Nature Reviews Neurology | 2014
Axel Petzold; Mike P. Wattjes; Fiona Costello; Jose Flores-Rivera; Clare L. Fraser; Kazuo Fujihara; Jacqueline A. Leavitt; Romain Marignier; Friedemann Paul; Sven Schippling; Christian Sindic; Pablo Villoslada; Brian G. Weinshenker; Gordon T. Plant
Optic neuritis is an inflammatory optic neuropathy that affects many patients with multiple sclerosis (MS) at some point during their disease course. Differentiation of acute episodes of MS-associated optic neuritis from other autoimmune and inflammatory optic neuropathies is vital for treatment choice and further patient management, but is not always straightforward.

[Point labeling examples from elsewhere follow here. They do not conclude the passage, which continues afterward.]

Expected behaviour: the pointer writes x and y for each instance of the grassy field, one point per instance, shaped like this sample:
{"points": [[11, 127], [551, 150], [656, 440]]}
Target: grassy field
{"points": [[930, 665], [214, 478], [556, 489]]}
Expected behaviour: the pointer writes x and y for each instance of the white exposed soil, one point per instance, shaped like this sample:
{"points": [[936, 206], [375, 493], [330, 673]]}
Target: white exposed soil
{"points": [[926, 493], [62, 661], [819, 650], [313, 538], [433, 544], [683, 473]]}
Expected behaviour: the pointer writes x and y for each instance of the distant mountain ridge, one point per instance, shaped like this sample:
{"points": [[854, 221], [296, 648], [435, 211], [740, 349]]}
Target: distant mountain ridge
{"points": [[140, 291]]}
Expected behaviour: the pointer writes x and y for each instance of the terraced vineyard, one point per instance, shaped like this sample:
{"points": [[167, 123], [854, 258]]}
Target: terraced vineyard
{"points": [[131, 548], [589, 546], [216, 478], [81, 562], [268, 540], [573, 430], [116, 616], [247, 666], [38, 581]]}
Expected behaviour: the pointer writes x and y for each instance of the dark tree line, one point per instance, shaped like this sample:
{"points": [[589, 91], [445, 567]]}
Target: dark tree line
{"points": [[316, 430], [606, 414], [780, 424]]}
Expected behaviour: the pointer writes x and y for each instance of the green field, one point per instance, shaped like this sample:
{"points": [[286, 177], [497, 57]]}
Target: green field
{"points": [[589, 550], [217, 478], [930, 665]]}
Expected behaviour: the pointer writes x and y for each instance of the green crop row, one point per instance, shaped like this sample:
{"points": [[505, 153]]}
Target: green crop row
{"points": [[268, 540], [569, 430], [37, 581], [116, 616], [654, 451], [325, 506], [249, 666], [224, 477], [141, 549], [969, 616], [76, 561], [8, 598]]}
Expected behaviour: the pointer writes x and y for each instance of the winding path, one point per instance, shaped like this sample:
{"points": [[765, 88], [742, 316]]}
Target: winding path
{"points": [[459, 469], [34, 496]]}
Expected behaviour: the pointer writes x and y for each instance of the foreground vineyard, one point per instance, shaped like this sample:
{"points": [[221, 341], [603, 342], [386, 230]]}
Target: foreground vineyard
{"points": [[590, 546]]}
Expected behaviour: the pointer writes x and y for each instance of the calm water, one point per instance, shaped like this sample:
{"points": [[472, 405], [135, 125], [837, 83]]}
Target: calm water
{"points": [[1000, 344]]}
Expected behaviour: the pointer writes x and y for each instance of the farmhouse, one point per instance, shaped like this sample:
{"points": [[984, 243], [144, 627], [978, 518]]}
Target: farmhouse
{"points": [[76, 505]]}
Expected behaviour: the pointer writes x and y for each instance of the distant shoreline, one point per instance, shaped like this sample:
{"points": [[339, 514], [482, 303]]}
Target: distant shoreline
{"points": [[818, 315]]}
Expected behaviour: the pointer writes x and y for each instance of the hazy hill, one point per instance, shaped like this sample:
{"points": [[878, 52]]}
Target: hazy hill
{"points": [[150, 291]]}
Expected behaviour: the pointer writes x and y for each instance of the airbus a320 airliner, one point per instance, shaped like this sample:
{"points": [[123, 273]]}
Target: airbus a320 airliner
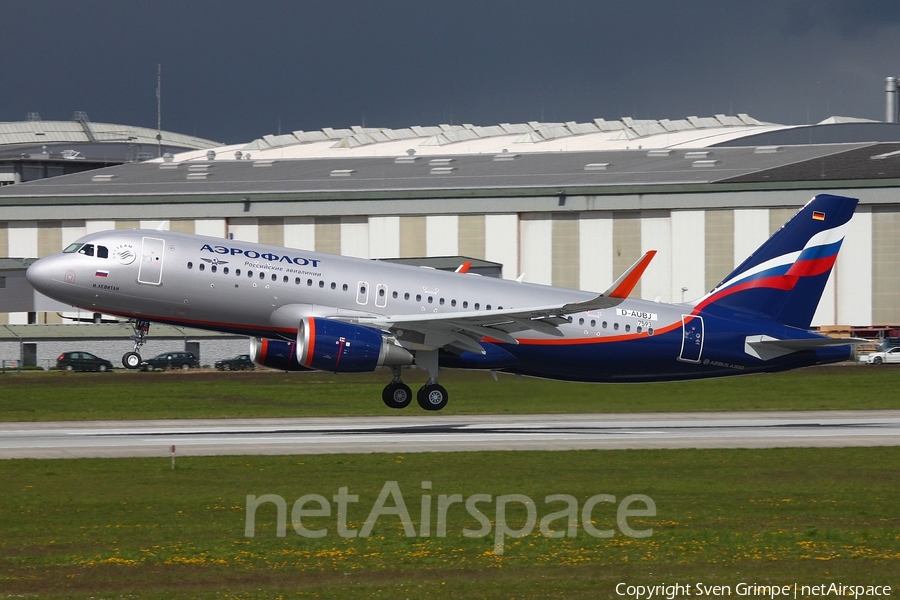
{"points": [[307, 310]]}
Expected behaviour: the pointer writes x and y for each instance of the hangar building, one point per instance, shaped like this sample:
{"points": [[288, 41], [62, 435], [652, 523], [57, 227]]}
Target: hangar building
{"points": [[568, 204]]}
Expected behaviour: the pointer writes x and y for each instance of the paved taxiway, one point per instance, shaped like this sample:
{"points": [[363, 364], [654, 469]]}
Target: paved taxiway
{"points": [[446, 433]]}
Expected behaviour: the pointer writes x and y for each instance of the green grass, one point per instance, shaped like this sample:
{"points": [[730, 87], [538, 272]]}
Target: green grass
{"points": [[136, 528], [85, 396]]}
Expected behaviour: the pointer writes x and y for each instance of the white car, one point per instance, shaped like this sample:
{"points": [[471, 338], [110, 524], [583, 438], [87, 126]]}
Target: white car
{"points": [[888, 356]]}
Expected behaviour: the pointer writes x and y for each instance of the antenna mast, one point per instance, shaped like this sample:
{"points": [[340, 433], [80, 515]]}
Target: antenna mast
{"points": [[158, 110]]}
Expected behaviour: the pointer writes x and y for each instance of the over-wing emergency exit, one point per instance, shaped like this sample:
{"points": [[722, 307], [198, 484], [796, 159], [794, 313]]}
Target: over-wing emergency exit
{"points": [[308, 310]]}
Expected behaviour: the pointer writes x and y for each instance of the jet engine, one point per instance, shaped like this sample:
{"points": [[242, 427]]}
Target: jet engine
{"points": [[275, 354], [341, 347]]}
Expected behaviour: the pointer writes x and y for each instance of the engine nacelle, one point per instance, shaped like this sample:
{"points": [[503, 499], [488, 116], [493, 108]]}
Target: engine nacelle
{"points": [[275, 354], [341, 347]]}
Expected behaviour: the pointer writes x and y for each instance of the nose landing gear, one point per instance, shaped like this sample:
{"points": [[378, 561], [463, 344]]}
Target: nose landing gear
{"points": [[132, 360]]}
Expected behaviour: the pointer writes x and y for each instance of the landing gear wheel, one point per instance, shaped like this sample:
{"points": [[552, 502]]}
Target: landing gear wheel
{"points": [[131, 360], [432, 397], [397, 395]]}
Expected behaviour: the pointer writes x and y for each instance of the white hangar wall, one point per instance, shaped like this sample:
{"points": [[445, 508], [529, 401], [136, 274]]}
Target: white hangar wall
{"points": [[585, 244]]}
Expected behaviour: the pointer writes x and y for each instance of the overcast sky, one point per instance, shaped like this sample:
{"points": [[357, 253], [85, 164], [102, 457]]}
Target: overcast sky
{"points": [[234, 70]]}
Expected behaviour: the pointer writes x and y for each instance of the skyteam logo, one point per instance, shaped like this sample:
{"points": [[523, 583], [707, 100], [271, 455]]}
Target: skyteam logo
{"points": [[232, 251]]}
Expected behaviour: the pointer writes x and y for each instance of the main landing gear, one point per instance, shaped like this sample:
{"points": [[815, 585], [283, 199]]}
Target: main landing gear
{"points": [[431, 396], [132, 360]]}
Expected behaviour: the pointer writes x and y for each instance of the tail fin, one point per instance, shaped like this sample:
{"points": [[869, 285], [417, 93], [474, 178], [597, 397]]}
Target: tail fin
{"points": [[784, 279]]}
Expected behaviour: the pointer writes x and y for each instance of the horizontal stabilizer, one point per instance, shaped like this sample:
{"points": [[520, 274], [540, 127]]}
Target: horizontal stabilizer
{"points": [[764, 347], [618, 291]]}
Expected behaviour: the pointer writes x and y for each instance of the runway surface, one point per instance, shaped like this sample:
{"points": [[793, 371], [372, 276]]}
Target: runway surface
{"points": [[445, 433]]}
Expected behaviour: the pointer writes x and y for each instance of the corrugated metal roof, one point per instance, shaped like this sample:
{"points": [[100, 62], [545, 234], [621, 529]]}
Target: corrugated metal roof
{"points": [[535, 136], [295, 179], [55, 132]]}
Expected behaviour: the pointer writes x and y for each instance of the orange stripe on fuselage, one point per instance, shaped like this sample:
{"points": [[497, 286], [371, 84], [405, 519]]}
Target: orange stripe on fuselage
{"points": [[310, 328]]}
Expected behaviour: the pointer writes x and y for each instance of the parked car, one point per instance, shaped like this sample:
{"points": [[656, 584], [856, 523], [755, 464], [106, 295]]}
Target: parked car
{"points": [[238, 363], [82, 361], [171, 360], [888, 356]]}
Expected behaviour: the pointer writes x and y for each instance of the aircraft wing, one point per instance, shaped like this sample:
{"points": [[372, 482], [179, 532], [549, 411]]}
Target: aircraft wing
{"points": [[463, 330]]}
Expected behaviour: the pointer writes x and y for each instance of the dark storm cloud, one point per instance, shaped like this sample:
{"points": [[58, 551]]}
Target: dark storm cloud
{"points": [[236, 70]]}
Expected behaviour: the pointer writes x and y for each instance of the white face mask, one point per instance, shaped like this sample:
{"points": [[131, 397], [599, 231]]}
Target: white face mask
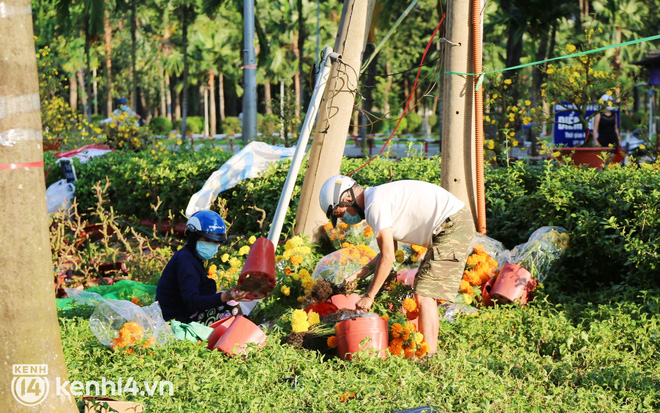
{"points": [[206, 250]]}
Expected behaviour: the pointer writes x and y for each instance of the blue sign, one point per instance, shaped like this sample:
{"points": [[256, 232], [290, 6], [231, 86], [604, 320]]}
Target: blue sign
{"points": [[567, 130]]}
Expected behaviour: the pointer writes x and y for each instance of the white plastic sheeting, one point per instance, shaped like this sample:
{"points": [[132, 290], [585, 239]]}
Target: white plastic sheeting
{"points": [[249, 162]]}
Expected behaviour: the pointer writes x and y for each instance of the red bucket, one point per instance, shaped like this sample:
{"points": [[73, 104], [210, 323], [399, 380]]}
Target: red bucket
{"points": [[258, 274], [239, 334], [513, 283], [219, 328], [346, 302], [370, 331]]}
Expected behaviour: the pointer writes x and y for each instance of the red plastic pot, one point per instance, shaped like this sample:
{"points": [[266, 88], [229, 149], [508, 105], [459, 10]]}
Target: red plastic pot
{"points": [[486, 288], [407, 276], [258, 274], [240, 333], [346, 302], [219, 328], [513, 283], [362, 333]]}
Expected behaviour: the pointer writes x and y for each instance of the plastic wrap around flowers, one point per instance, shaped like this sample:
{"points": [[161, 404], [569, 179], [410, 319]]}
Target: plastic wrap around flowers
{"points": [[542, 252], [339, 265]]}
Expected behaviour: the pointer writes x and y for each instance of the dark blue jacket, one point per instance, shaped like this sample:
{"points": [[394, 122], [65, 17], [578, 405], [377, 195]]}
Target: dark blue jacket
{"points": [[184, 287]]}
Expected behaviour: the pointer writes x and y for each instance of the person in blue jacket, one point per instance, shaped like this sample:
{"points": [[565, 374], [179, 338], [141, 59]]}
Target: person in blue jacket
{"points": [[185, 292]]}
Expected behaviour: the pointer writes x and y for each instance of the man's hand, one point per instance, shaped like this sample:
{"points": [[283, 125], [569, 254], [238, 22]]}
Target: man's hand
{"points": [[365, 303], [235, 295]]}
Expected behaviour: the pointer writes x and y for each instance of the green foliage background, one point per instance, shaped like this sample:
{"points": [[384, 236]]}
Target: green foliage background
{"points": [[613, 216]]}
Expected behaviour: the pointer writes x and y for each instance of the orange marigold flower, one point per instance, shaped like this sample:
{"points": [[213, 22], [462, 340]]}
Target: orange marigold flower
{"points": [[409, 304], [464, 287], [332, 341], [411, 315], [479, 249], [396, 330]]}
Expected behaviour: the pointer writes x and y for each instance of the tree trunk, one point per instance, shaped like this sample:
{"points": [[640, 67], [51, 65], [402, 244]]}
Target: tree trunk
{"points": [[30, 333], [168, 97], [108, 61], [134, 79], [95, 91], [334, 116], [221, 96], [370, 82], [184, 104], [73, 92], [268, 98], [81, 85], [163, 99], [212, 103]]}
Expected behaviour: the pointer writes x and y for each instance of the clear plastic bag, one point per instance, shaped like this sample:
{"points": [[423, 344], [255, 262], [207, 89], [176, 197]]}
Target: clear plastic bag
{"points": [[339, 265], [542, 252], [59, 196], [110, 316]]}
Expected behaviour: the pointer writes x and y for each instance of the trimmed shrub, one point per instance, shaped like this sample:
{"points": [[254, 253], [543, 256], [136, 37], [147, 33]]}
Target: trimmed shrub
{"points": [[160, 125], [231, 125]]}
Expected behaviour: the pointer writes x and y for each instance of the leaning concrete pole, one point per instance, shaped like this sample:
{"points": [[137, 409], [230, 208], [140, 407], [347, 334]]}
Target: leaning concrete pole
{"points": [[458, 151], [30, 347], [334, 114]]}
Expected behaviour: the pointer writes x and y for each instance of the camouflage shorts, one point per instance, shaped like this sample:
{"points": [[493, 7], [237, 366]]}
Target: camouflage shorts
{"points": [[441, 270]]}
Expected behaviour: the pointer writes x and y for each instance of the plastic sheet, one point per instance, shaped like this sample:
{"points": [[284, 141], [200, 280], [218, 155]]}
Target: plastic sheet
{"points": [[339, 265], [109, 317], [542, 252]]}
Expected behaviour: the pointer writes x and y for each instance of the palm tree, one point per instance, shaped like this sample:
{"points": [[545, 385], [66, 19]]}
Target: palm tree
{"points": [[30, 333]]}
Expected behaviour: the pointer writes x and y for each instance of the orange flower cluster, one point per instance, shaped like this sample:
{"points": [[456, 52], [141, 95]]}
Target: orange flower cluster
{"points": [[131, 333], [420, 252], [406, 341], [480, 267], [362, 253], [410, 306]]}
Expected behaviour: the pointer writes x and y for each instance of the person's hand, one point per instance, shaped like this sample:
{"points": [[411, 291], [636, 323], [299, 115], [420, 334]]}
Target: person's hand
{"points": [[236, 295], [365, 303]]}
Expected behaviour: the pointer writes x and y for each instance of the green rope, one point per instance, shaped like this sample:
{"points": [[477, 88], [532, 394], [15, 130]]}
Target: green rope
{"points": [[600, 49]]}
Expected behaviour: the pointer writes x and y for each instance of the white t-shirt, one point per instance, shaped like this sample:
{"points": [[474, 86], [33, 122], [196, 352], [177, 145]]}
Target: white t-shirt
{"points": [[414, 209]]}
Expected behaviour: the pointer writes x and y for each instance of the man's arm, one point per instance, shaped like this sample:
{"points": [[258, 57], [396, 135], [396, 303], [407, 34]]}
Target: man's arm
{"points": [[386, 244]]}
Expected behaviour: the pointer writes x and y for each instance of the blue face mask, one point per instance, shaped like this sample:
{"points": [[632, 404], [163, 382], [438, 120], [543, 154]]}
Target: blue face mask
{"points": [[206, 250], [351, 219]]}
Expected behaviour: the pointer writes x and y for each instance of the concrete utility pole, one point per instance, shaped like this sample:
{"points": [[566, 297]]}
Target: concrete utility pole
{"points": [[335, 114], [30, 333], [458, 150], [249, 128]]}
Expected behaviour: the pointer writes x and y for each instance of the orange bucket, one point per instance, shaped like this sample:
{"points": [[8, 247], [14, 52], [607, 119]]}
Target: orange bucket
{"points": [[346, 302], [239, 334], [350, 333], [219, 328], [258, 274], [512, 284]]}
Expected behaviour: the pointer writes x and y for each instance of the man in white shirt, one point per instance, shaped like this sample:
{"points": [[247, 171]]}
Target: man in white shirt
{"points": [[414, 212]]}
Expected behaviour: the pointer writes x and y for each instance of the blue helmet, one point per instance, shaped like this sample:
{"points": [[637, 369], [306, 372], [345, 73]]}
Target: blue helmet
{"points": [[208, 224]]}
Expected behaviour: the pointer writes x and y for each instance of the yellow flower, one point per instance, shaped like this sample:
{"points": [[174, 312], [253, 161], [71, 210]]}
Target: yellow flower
{"points": [[296, 260], [313, 318]]}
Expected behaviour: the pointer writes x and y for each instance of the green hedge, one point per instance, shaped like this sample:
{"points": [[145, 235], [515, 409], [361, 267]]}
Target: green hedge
{"points": [[613, 216]]}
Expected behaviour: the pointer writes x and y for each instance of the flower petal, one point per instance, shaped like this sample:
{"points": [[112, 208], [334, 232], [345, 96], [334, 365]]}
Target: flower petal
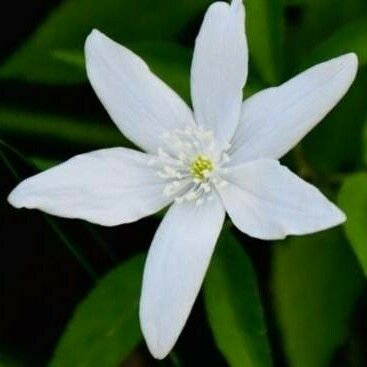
{"points": [[219, 69], [107, 187], [276, 119], [140, 104], [267, 201], [175, 268]]}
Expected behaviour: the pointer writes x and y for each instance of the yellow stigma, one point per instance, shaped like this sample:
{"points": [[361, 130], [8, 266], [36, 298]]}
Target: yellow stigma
{"points": [[201, 167]]}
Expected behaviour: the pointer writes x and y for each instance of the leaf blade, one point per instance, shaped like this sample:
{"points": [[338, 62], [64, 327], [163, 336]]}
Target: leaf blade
{"points": [[234, 307]]}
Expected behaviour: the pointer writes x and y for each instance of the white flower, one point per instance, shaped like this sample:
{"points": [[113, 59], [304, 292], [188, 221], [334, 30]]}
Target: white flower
{"points": [[223, 157]]}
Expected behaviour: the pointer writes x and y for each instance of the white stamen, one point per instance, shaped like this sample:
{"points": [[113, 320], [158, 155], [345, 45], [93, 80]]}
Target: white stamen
{"points": [[184, 165]]}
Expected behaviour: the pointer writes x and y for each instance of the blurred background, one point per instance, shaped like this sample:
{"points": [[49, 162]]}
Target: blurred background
{"points": [[69, 290]]}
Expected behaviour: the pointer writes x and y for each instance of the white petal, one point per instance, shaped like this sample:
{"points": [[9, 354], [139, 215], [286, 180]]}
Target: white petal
{"points": [[107, 187], [267, 201], [219, 69], [174, 271], [276, 119], [140, 104]]}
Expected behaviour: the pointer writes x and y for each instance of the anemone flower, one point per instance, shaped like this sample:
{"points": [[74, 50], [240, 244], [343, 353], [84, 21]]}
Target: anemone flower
{"points": [[221, 156]]}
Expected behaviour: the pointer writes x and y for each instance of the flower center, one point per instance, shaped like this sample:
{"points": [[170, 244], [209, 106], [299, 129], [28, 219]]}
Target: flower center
{"points": [[190, 164], [201, 167]]}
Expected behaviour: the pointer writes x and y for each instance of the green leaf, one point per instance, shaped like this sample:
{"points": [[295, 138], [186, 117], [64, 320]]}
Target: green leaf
{"points": [[105, 327], [365, 143], [234, 307], [353, 200], [125, 21], [316, 21], [350, 38], [170, 61], [55, 128], [264, 24], [315, 281]]}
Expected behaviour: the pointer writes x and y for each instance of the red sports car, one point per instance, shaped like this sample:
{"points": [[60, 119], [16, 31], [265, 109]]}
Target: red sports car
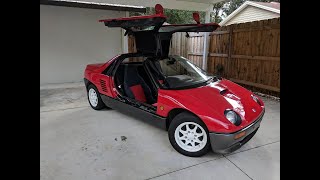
{"points": [[199, 111]]}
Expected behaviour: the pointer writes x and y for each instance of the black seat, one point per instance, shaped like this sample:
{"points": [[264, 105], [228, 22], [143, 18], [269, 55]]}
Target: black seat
{"points": [[155, 69], [135, 87]]}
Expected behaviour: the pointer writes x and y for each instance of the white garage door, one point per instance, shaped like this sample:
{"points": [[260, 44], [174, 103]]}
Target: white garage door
{"points": [[70, 38]]}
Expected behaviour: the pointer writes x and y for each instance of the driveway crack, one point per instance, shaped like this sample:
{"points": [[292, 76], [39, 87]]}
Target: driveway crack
{"points": [[238, 167]]}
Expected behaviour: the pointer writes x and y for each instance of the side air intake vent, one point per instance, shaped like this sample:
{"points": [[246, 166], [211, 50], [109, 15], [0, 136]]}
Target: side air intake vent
{"points": [[103, 85]]}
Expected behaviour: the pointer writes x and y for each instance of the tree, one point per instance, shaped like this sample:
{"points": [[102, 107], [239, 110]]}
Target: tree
{"points": [[217, 12], [232, 5]]}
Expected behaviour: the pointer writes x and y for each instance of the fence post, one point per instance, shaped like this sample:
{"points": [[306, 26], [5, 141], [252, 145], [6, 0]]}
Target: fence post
{"points": [[206, 42]]}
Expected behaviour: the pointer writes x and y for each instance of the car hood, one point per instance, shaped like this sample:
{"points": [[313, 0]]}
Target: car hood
{"points": [[212, 100]]}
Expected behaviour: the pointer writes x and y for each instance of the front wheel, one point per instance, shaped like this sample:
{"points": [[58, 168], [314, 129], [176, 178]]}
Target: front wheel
{"points": [[189, 135], [94, 98]]}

Over the past decade, a number of new imaging, laboratory and electrophysiological techniques have entered the clinical arena. To date, however, no consensus guidelines have been devised to specify how and when these techniques can be most rationally applied for the diagnostic work-up of patients with acute optic neuritis. In this article, we review the literature and attempt to formulate a consensus for the investigation of patients with acute optic neuritis, both in standard care and in research with relevance to clinical treatment trials.